Acrowd is expected to gather in the JET control room when experiments start in August 2011. Everyone is eager to see the ITER-Like-Wall in action. Many of its tiles are made of beryllium, which is prone to melt under excessive heat loads. The scientists and engineers will have to proceed step-by-step, learning how the upgraded machine will react.

Preparing experiments.

Isabel Nunes, one of the Session Leaders at JET, is looking forward to the big day: “After having spent months on preparations, I am really eager to see things in action.” The Session Leader plays a central role in the experiments: They design the plasma pulses to achieve the experimental goals as defined by the Scientific Coordinator. This means setting the plasma parameters such as magnetic field, plasma current, or gas, planning the sequence of steps from the start through to the end of the pulse and defining the required heating power. Together with the Additional Heating Pilots, the Session Leader discusses the best strategy for when and how to apply the heating systems. The Diagnostic Coordinator requests all the diagnostics necessary for a planned experiment. During the experiment, they monitor the operation of the diagnostics to ensure the best quality of the experimental data. Elena de la Luna, one of JET’s Diagnostics Coordinators, can’t wait to get started: “We were really busy getting all diagnostics ready and calibrated. Now we are looking forward to the beginning of the experimental campaign.” Bearing ultimate responsibility for the machine, the Engineer in Charge has to approve all experimental plans.

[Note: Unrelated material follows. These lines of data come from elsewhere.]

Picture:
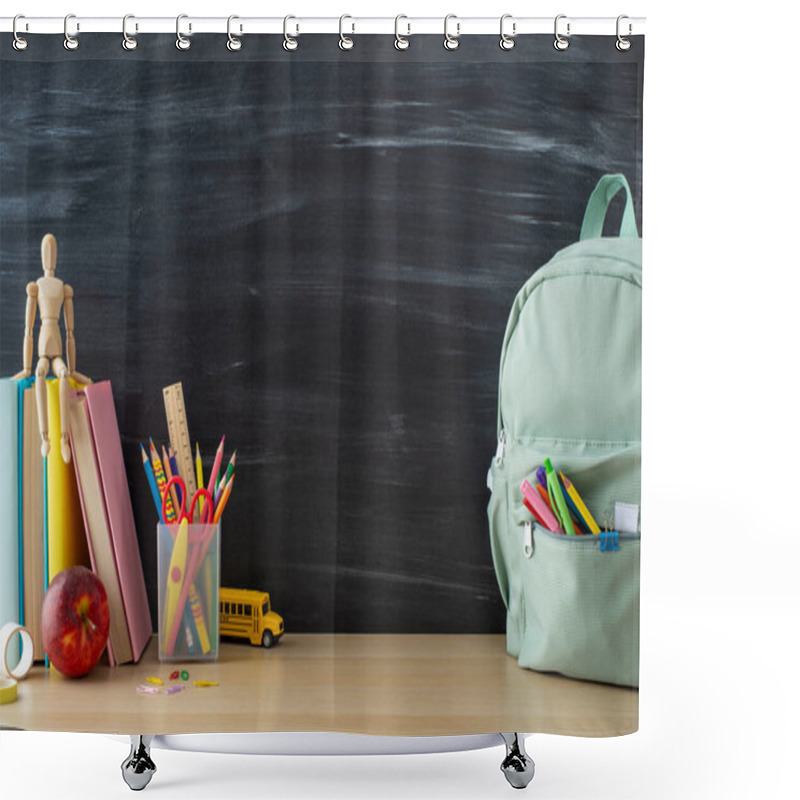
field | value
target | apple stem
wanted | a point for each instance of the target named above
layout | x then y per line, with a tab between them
87	619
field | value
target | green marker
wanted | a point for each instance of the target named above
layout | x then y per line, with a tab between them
557	500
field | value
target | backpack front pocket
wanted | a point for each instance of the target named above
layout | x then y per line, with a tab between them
581	605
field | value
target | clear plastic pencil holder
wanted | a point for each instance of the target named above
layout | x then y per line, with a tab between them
188	592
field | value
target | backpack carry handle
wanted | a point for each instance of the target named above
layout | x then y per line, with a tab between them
606	190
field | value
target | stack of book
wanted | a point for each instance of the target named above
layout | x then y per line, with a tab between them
54	515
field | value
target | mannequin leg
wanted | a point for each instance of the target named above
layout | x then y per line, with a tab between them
42	368
138	768
60	369
517	766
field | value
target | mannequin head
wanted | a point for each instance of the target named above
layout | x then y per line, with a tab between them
49	254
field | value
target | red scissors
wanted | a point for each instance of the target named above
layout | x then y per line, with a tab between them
208	506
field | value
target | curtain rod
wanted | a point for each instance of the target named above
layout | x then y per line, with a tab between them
348	25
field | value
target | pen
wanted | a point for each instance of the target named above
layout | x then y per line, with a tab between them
580	506
557	499
212	478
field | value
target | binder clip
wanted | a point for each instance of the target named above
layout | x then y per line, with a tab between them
609	540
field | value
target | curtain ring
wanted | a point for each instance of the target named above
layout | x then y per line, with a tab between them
19	43
451	42
70	42
345	42
182	43
507	42
401	42
623	44
288	42
561	43
233	43
128	42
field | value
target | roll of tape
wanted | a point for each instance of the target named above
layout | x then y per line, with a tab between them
7	633
8	690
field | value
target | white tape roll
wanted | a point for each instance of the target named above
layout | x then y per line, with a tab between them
8	690
7	633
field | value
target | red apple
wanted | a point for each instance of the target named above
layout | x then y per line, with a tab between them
75	621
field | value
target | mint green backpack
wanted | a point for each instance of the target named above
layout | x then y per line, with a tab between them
570	390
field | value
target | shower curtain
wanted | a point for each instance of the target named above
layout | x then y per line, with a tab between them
323	247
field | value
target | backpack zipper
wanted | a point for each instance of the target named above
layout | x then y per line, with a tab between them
501	448
498	458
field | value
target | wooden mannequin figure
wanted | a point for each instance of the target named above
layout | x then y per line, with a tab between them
51	294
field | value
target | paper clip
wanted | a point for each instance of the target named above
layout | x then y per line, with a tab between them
609	540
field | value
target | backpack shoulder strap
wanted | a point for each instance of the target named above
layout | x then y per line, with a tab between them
607	188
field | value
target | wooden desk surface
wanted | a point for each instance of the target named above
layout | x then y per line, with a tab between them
400	685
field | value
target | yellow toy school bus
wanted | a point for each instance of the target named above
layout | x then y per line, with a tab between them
247	614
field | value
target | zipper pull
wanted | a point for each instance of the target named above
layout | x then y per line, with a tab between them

Running JET is like playing with the best toy in the world.


In the control room.

To begin the experiment, the Power Supply Engineer starts JET’s two flywheel generators to build up power for the plasma pulse. The CODAS Duty Officers make sure that the computers and software are ready. A two and a half minute long countdown begins, urging all coordinators to ensure that their systems are ready. Once that is confirmed, the Engineer in Charge starts the pulse. “This really is the best part of my job” says Nick Balshaw, one of JET’s Engineers in Charge. It is fantastic when we get the machine running”. The Session Leader and Scientific Coordinator stand or sit in the front centre of the control room with the Engineer in Charge to their right. To their left, a new diagnostics unit has been set up: it comprises several cameras, whose measurements are used to create, in real time, a temperature map of the vessel. This information is integrated into the tokamak control system. If necessary, it will automatically adjust the plasma position and heating requests in order to avoid overheating the wall. To the left of the new unit is the area occupied by the Diagnostics Coordinators. With the new set-up, all team members can easily communicate in the event of unexpected occurrences. And, being a scientific experiment, new effects are bound to come up, often offering new, exciting insights into the physics of fusion plasmas.